La obra de Raymond Roussel (1877-1933), precursora de algunos de los principales movimientos vanguardistas del siglo XX, como el surrealismo, OuLIPO y el nouveau roman, es una muestra de lo que puede lograrse cuando se acoplan la imaginación y el rigor. De hecho, la invención más desatada surge en Roussel del férreo control de los materiales. Sus dos únicas novelas —la otra es Locus solus (1914)— están escritas con un procedimiento basado principalmente en el uso de parónimos y homonimias.
La matriz inicial del procedimiento consiste en escoger dos palabras que difieran en una letra (parónimas) e insertarlas en dos frases idénticas en cuanto a su escritura pero disímiles en su significado (homónimas); y, a continuación, escribir un relato que una ambas frases. Esta transición de la primera a la segunda frase se le ofrece a Roussel como una ecuación a resolver; de ahí que sólo pueda admitir, para desarrollar el relato, los elementos que provee cada una de las frases.
El procedimiento, confiesa Roussel en el póstumo Cómo escribí algunos libros míos (1935), derivó en nuevas búsquedas, cuya forma final sería la dislocación de un enunciado en sus variantes fonéticas. Por ejemplo, de la frase demoiselle (señorita) à pretendant (con pretendiente) obtenía demoiselle (pisón —o martillo neumático—) à reître (soldado antiguo) en dents (hecho con dientes).
En la traducción, estos juegos de palabras se pierden o quedan diluidos. Pero el lector no pierde nada, porque el procedimiento no es un método de lectura, sino un disparador escritural: una restricción formal que permite liberarse de la inspiración, de lo real.

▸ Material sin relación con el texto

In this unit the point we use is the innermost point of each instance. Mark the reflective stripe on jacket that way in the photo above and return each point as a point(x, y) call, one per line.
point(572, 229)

En Impresiones de África (1910) —recientemente reeditada por Mansalva, que no sólo recupera la novela sino también la traducción de Estela Canto que publicó Ediciones de la Flor en los setenta—, los viajeros del buque Lyncèe, con destino a Buenos Aires, naufragan en las costas del África ecuatorial; allí son retenidos por Talú VII, emperador de Ponukelé, quien pretende obtener un rescate a cambio de liberarlos. Mientras esperan, deciden ocupar el tiempo en la formación de un grupo autodenominado “Los incomparables”, donde cada miembro deberá distinguirse “por una obra original, o por una exhibición personal” que se representará en un escenario construido para la ocasión. Entre los miembros del navío hay cantantes, hipnotistas, ingenieros, químicos, una troupe circense e inventores diletantes.
Pero no todo es tan simple. En el universo ficcional de Roussel, el tiempo del relato —gélido presente atemporal— se desdobla en dos instantes: el de la descripción y el de la explicación. En la primera parte el lector recorre, entre atónito e impertérrito, la minuciosa descripción de cada uno de los cuadros representados (entre los que se incluyen una orquesta termodinámica, un gusano melómano, un caballo que habla como un loro, un cantante de voz cuádruple, un tirador que logra separar la clara de la yema de un huevo escalfado), y recién en la segunda parte se puede restituir un sentido a lo leído, debido a una rigurosa explicación de cada uno de los elementos. Sólo que esas explicaciones derivarán en múltiples historias, y no harán más que difuminar la eficacia explicativa de la narración, a la vez que renovar el pasmo inicial. En medio de ese círculo, Roussel logra algo inusitado: hacer de la representación un acontecimiento.
Raymond Roussel, Impresiones de África, traducción de Estela Canto, Mansalva, 2016, 232 págs.